Sam set about making travel plans, which he had hastily to cancel. Hank Goddard wanted Sam to accompany him to the Mensa lab, then drive back to the Hilton for a week. "After that I need you to make a special delivery." Then," said Goddard, "you can leave." That Sam might have plans of his own was irrelevant to Goddard; he was the chauffeur after all. That it was a coincidence did occur to Sam. He took it as an encouragement.

Two days before Christmas Hank and Sam arrived at the Mensa lab. The director gave Sam an intensive tour of the place. There was no other audience and Goddard's intense pride in his brainchild colluded to further Sam's fortune. Sam hid the fact that he now knew the blueprint of the lab inside out.

Christmas at the Hilton made a pleasant change for Sam. He did not see any of the arrivals at the lab but knew that everything must have worked out well. On the morning of the Thirty First, Tim Goddard, his wife and his son arrived. There was an emergency, they said, they had to see Hank. "I have to make a "Special Delivery" Sam. Dad said you would help."

Driving to the lab, Sam deliberately shut out the picture of the tense family in the truck. He planned. He would have to be in the lab before the Goddards. And he would have to set off The Switch. This would activate a central locking device which would seal all the doors and windows and start a ventilation system which was programmed to work until midnight.
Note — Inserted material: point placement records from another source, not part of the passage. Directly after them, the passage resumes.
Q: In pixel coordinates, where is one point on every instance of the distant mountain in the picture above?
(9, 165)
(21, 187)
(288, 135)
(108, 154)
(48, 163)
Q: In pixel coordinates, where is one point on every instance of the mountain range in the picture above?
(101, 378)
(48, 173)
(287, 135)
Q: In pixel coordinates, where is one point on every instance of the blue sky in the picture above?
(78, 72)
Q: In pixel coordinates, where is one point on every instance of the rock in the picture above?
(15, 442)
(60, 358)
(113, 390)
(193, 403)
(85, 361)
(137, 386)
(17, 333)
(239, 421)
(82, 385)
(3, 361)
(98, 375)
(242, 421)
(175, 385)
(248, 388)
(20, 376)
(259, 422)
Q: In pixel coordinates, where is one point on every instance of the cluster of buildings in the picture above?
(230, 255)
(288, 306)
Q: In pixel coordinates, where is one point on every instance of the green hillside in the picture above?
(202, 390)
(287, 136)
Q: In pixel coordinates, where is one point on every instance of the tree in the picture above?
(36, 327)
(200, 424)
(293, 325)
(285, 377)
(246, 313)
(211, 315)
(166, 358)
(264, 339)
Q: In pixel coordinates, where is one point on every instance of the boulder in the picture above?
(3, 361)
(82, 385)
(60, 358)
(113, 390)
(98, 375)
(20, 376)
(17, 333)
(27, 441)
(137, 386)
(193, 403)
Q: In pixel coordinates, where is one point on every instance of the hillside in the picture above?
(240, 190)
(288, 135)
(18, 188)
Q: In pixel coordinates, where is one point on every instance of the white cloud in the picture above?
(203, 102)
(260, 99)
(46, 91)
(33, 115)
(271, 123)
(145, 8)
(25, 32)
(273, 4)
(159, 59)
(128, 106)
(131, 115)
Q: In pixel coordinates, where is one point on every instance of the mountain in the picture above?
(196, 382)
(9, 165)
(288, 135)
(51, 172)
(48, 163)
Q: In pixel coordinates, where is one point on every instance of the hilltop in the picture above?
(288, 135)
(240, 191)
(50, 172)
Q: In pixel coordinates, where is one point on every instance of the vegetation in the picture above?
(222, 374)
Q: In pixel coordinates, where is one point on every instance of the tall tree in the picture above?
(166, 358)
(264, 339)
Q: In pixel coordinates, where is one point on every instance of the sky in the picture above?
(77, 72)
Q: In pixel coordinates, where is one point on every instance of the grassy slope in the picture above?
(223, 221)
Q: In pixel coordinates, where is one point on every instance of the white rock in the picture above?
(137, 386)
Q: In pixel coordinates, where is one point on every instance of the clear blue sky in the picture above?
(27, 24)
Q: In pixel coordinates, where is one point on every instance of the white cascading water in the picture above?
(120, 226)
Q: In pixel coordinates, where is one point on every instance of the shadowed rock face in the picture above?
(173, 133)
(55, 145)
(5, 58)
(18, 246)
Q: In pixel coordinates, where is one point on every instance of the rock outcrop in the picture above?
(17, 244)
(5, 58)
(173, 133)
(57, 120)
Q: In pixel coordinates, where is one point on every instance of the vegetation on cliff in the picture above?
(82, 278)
Following instructions Sam spoke into the speakerphone set the doorway. Ignoring instructions he walked in alone. He made his way to The Switch. He turned it on. The team would all still be hooked to their machines. The director should be out by now. The director was farther out than Sam had expected. He had stepped out to welcome his family.

"Let them all in, I said to Sam," he explained, hugging his grandson as his family alighted. "Where is....?" He broke off as a beeper went off in his pocket. He turned round staring in disbelief. "Who....? Sam?! "Sam! Sam!" he shouted fruitlessly. Then he pushed a button on his beeper. "Listen Sam. What are you doing?"

"It's what I have done Mr. Goddard. It's too late to undo, isn't it?" "I don't understand Sam. Why?"

"Your son's no genius Goddard. Why should he get a chance?"

"You don't understand. I was going to leave."

"Yet..." Sam's voice reflected uncertainty. "My IQ is a hundred and sixty four, Mr. Goddard. Why your son and not me?"

The lab with scarcely a shake or shudder began its descent. Already the entrance seemed shorter. "The boy, Sam, the boy. Not Tim." The director's voice relayed on the intercom had brought out all the other members of the team. Eleven to one. Sam shook his head in disbelief. The director's voice came over, fainter now. "One eighty nine Sam, One eighty nine....."

(To be continued)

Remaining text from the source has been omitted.